When Mom died, there were many things to do- go through her clothes, her papers, the library, straighten up. Most of it happened in a whirlwind. I don't know if it's better to do it right away, or better to wait until you're not in a complete mental stupor.
It was two months later before I could go through her papers and tidy up the library. Even then, I couldn't bear to look at her journals. A quick glance through some of the pages showed that I was in no mental state to face whatever was in there.
I gathered them all together, and put them in a box and put them in the garage.
They've sat there for a year and a half. I've been unable to face them.
This summer, with my time off, I was determined to find the time, make the time, to sit down and go through them all at once.
The more recent ones are difficult to read. There's more than a touch of madness to the pages. Most pages reflect what had become her life- a daily litany of her medications and a recording of how often she took what. I feature prominently- she states that she hated me, that I made her miserable. That I was mean, distant, had a chip on my shoulder, and in one passage, describes me as having multiple personalities. There's an overwhelming theme that she could live a good, happy life if only she could escape here, and I suppose me. I was condescending, pitying, and angry.
Hard does not describe what it is like to read detailed descriptions of how much your mother hates you. She details how the vision of her having the perfect, loving relationship with her daughter was a lie.
I will be the first one to tell you that life those last few years was hard, and I know I was nowhere near my best. I've written here about the immense guilt I feel about that, that I never made amends, never made the most of the time we had together. But never, not for a single instant, did I ever not love my mother. I never would have even considered hating her. She frustrated me, the situation saddened me, I felt lost, and alone. But never did I hate her. She was my mother, and I loved her more than anything else. And it breaks my heart into a million little pieces that these were some of the thoughts that she had in these last few years.
I grabbed journals at random- more than half have only a few pages written in them, and then nothing but a fan of blank pages. There were over twenty all told, and most from the last few years. I cried openly at most. I was saddened by all. But I was glad that I sat down and read them all, not stopping at the ones that hurt so much.

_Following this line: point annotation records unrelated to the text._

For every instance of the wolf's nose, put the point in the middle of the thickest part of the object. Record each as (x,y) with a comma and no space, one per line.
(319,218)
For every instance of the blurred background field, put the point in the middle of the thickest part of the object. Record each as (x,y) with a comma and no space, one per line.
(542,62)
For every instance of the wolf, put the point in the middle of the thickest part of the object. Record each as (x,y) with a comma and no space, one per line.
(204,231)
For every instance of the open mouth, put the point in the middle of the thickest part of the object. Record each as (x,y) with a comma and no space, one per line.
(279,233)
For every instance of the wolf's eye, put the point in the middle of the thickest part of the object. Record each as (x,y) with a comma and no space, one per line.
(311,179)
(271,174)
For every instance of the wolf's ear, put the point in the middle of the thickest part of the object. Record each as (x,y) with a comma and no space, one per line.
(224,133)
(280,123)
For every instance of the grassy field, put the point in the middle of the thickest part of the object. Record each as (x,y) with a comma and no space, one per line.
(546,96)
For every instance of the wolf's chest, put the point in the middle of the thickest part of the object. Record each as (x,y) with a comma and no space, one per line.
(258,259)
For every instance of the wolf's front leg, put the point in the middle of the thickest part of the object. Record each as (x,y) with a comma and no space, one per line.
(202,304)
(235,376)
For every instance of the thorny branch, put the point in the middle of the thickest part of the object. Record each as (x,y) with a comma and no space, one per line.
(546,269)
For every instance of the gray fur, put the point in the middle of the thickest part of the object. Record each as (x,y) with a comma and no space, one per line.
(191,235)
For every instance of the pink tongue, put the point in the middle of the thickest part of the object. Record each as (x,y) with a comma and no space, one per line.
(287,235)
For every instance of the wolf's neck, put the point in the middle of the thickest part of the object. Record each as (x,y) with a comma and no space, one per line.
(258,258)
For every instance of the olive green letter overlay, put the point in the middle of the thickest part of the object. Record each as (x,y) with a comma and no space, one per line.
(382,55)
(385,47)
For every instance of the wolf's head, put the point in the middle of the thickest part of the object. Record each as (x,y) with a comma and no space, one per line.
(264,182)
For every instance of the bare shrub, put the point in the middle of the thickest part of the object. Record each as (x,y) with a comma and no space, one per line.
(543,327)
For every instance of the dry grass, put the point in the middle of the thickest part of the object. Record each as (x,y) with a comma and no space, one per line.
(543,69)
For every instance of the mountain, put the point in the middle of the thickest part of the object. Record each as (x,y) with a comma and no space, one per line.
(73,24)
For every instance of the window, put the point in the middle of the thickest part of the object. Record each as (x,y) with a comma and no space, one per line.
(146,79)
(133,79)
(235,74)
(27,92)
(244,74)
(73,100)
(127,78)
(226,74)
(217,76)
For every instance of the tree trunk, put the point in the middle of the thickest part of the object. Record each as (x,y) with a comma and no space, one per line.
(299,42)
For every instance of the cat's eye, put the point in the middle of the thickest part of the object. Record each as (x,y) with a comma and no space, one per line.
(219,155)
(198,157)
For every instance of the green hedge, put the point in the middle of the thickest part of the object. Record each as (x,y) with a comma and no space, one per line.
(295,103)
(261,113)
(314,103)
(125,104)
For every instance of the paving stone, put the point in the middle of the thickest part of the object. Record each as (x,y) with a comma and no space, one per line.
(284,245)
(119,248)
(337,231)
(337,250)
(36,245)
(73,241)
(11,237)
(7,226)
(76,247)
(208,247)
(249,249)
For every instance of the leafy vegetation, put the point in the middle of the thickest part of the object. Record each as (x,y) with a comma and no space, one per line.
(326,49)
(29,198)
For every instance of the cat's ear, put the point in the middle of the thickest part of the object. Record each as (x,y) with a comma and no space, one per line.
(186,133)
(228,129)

It's a different picture as you travel through time, moving backwards through the pages.
The earlier ones, she is proud of my work in NYC, happy I became a teacher, ecstatic at my visits home, our coffee time talks long distance. Taken as whole, it is easier to see that perhaps her hatred is to be taken with some perspective given her illness, that the amount of pain medication she was on could have affected her moods, her feelings. I'd like to believe that her feelings are a complete result of her illness, of the mental problems we saw those last eight years with mood swings, memory loss, and anger. I think the answer probably lies somewhere in the middle. I choose to believe that my mother loved me, and could never have hated me. I choose to believe that her illness, the drugs she was on, and being housebound, did produce a kind of madness. I choose to believe that it is this madness that speaks through the pages of so many of her later journals.
So many of my good memories of Mom are tainted by the many years of her being sick. I would like to hold onto the good memories as much as I can.
Mom's journals were filled with Post-It notes, cards, stickers, random lists. It seems pretty clear where I got that from! Mom was notorious for leaving notes everywhere. She constantly left me notes on the coffeemaker, put notes in my lunchbox (even once I was an adult and teaching!). They were silly, they were loving, they were constant reminders of how much she loved me.
I came across one such "Coffemaker Note" in one of her journals.
I've laminated it so I can keep it close.
This is what I want to remember about my mother. That she loved me. That she set the coffeemaker for me on early school days. That she left cute notes for me. That I was her Ichi-ban.
I have to believe all of these things, because I think if I had to believe that my mother hated me for the last seven years of her life, it would kill me.
Perhaps that's the thing once people are gone- you are left with only puzzle pieces, and the image they form is up to you.